Closed marwie closed 3 months ago

marwie commented 3 months ago

Describe the bug Calling weldPrimitive followed by simplifyPrimitive via a nodejs script removes all vertices (-100.00%) from a mesh I wasn't able to reproduce it with the same settings and same gltf-transform version using the commandline

Expected behavior Simplification should keep one triangle

Versions:

Additional context files.zip

[needle_mesh_transform]: Welding primitive of mesh "BenchSmall" → tolerance: 0.0001
weld: Tolerance thresholds: POSITION=0.00022405464649200441, NORMAL=0.05, TANGENT=0.05, TEXCOORD_0=0.0001, TEXCOORD_1=0.0001, COLOR_0=0.01
weld: 80 → 80 (+0.00%) vertices.
[needle_mesh_transform]: Simplifying primitive of mesh "BenchSmall" → ratio: 0.015625, error: 0.4666666666666667, lockBorder: true
simplify: 80 → 0 (–100.00%) vertices, error: 0.3347.
donmccurdy commented 3 months ago

My guess would be that Meshopt's simplifier does something like:

  1. Look for an edge to collapse without exceeding the error metric
  2. Merge the two vertices on that edge
  3. Remove any resulting degenerate triangles

The bench turns into one very long triangle just before it collapses, so probably meshopt thinks it can safely collapse that small edge at the end of the triangle, makes the triangle degenerate, and there's no special case for making sure not to collapse the entire mesh down to nothing.

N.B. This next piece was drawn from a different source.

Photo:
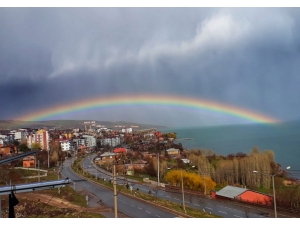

I can think of arguments for or against that approach ... if you're choosing error ratios carefully based on each object's size in a large s cene, maybe you want it to collapse to nothing at some distance? Or maybe you want to preserve, at minimum, a triangle or a tetrahedron or something like that.

In any case, I think a change in Meshoptimizer would be required to avoid this, or else (slower...) iteratively call simplifyPrimitive(...) until you get a result in the right ballpark.

Also note that an error ratio of just 0.05 is enough to reduce the bench to a 12-triangle box:

import { MeshoptSimplifier } from 'meshoptimizer';
import { weld, simplify } from '@gltf-transform/functions';

await document.transform(
    weld({tolerance: 0.01}),
    simplify({simplifier: MeshoptSimplifier, ratio: 0.01, error: .05, lockBorder: true})
);

I suspect that more aggressive welds, fewer vertex attributes, and lower error thresholds would get you more predictable results. Also note, #802 / #868 are somewhat intended to help with discarding UVs for LOD generation.